Yes, standard Gaussian mixture models do not model multivariate output. 

> In my case for instance, all my (x,y) would be in red, but some of the (dx, 
> dy) would point towards you, and some would point away from you, and I'd like 
> to sort the data according to this "parameter": the pointing direction.

Can you extract this 'parameter' that makes most sens in your context.
This would make the problem much better posed, as the method would not
have to learn the relevant structure of the output space.

> How can I modify the example so that it fits 2 dims, keeping the first two as 
> input ?

You can't. Not with the Gaussian mixture models in the scikit.

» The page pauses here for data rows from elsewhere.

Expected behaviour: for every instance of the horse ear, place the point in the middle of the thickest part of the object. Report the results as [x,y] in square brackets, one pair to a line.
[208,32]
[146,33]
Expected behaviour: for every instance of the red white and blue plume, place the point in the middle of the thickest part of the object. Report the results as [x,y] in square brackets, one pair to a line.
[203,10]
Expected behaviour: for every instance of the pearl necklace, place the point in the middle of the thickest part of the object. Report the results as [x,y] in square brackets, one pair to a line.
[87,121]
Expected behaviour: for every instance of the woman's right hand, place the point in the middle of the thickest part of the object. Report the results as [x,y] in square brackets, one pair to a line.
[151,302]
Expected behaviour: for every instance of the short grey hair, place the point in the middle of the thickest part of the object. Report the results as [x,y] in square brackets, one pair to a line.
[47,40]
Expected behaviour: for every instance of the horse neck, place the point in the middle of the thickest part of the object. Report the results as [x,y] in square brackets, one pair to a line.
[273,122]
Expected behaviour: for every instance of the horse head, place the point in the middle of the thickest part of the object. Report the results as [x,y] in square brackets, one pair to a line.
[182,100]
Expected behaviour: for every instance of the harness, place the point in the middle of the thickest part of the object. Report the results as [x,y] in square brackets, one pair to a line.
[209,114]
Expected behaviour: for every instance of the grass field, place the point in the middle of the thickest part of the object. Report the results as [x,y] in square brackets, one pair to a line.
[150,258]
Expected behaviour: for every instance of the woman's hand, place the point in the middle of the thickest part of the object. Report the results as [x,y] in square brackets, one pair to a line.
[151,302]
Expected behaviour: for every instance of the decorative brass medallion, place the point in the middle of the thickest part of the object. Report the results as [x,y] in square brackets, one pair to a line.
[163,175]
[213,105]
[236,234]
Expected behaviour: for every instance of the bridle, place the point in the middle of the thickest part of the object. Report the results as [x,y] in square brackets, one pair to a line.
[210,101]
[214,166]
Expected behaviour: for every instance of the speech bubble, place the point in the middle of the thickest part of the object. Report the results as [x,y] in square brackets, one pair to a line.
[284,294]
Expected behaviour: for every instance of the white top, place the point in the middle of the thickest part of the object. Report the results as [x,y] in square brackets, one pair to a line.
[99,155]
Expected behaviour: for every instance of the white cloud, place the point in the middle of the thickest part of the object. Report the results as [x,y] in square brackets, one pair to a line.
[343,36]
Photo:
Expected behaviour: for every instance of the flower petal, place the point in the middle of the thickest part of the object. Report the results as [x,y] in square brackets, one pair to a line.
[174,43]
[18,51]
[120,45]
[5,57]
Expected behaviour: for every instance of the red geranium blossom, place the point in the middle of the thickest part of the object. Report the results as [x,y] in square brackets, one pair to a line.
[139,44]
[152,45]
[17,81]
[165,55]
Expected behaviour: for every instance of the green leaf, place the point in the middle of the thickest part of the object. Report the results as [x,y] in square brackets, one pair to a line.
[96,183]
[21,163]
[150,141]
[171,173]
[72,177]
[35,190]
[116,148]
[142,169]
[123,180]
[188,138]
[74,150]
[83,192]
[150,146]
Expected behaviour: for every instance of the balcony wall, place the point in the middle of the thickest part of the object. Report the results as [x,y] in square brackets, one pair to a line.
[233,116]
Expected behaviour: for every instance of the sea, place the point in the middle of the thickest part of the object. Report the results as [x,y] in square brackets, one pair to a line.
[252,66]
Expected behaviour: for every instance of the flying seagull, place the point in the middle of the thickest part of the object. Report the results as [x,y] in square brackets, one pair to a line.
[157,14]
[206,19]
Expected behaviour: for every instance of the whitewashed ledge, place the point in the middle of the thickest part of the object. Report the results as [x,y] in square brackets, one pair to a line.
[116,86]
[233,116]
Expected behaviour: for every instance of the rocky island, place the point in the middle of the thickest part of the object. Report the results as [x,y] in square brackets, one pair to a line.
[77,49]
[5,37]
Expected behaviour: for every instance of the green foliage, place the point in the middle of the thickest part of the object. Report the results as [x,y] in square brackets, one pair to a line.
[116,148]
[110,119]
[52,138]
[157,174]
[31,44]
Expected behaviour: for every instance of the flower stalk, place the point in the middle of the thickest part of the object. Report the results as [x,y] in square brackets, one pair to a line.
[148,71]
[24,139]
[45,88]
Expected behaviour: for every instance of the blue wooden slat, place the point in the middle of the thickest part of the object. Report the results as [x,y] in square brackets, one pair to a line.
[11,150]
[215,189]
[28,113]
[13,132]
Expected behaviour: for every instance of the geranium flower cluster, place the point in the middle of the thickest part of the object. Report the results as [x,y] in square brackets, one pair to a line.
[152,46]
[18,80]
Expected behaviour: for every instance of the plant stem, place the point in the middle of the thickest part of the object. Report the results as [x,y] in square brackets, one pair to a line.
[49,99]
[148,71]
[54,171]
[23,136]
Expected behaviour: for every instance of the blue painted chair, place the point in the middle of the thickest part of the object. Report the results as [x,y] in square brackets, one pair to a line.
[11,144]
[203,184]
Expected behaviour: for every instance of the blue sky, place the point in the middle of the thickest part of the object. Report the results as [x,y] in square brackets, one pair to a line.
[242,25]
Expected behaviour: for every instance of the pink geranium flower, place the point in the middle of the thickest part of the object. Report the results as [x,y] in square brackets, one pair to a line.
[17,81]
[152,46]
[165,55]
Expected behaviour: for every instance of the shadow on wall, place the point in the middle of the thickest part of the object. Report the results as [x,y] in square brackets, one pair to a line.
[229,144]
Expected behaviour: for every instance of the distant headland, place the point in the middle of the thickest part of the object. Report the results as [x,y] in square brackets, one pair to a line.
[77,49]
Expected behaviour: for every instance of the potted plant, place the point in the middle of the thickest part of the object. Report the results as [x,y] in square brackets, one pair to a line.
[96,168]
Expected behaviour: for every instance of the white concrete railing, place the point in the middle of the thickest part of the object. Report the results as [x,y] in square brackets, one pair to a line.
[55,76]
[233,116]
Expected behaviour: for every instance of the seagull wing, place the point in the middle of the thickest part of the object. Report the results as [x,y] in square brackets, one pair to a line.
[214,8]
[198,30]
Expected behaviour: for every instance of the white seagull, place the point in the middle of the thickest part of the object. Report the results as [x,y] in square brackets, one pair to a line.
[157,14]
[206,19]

> And does it make sense to use this kind of method, my knowledge in 
> statistics is quite limited.

I am not an expert in structured output learning, but I would say that
GMM is probably not an excellent choice for that. On the other hand, if
you are interested in a clustering method, all the methods I know work on
non structured output. The GMM could probably be adapted from a
theoretical sens to your problem, but that would mean redoing the
probabilistic model and the update laws used in the computation. 

For structured ouptut, latent factor models that learn from both spaces,
such as canonical correlation analysis, are well-posed. But you would
need to formulate your problem in a way that fits in these frameworks.

What is your end problem? Do you want to classify or cluster? Can you
define the quantity that you are interested in?

HTH,

Gael